En ce qui concerne la fixation du pays de renvoi :
Si M. B… soutient que la décision fixant le pays de destination méconnaît les stipulations de l’article 8 de la convention européenne de sauvegarde des droits de l’homme et des libertés fondamentales, il ne fait valoir aucun autre motif que ceux déjà examinés au point 15 ayant conduit à considérer qu’il n’a pas en France le centre de sa vie privée et familiale. Pour ces mêmes motifs, son moyen ne peut, dès lors, qu’être écarté.
Il résulte de tout ce qui précède que les conclusions d’annulation présentées par M. B… doivent être rejetées ainsi que, par voie de conséquence, ses conclusions présentées à fin d’injonction et d’astreinte et celles fondées sur les dispositions de l’article L. 761-1 du code de justice administrative.
D E C I D E :
Article 1er : La requête de M. B… est rejetée.

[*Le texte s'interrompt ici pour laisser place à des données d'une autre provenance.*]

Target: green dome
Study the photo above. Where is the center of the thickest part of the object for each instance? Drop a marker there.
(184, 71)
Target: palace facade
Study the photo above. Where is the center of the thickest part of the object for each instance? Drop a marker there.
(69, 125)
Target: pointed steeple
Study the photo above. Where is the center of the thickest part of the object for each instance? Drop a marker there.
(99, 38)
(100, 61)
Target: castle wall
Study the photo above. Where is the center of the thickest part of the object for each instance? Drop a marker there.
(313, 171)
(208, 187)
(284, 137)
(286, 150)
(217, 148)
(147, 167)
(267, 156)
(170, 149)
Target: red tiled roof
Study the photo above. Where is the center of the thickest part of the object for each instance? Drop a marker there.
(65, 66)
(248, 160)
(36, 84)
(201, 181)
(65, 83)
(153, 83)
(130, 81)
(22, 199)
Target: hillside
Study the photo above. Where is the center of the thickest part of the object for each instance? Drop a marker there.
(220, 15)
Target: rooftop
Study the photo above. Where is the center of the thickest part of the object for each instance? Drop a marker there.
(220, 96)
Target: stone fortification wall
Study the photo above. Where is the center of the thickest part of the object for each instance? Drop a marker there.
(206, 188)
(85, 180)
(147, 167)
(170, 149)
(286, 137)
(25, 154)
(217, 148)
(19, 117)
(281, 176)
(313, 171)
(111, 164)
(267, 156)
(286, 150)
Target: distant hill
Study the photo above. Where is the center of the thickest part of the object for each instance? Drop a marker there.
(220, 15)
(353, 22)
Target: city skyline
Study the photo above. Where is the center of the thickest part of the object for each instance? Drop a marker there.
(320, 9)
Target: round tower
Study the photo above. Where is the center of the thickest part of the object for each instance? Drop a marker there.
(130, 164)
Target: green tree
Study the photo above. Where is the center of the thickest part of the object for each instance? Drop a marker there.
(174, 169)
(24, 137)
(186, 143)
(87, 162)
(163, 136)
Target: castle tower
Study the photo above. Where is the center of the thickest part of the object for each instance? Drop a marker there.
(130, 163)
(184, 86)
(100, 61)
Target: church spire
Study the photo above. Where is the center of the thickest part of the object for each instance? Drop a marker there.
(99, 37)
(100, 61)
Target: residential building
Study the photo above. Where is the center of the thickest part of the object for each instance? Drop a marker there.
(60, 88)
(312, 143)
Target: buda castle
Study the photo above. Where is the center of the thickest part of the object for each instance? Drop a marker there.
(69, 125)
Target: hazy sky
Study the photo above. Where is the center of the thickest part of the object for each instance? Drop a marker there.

Article 2 : Le présent jugement sera notifié à M. A… B… et au préfet de police de Paris.
Délibéré après l’audience du 24 février 2026, à laquelle siégeaient :
Mme Le Roux, présidente,
M. Amadori, premier conseiller,
M. Touzanne, premier conseiller.
Rendu public par mise à disposition au greffe le 17 mars 2026.
Le rapporteur
Signé
M. TOUZANNE
La présidente
Signé
M.-O. LE ROUXLe greffier,
Signé
F. KHALALI
La République mande et ordonne au préfet de police de Paris en ce qui le concerne, ou à tous huissiers de justice à ce requis en ce qui concerne les voies de droit commun contre les parties privées, de pourvoir à l’exécution du présent jugement.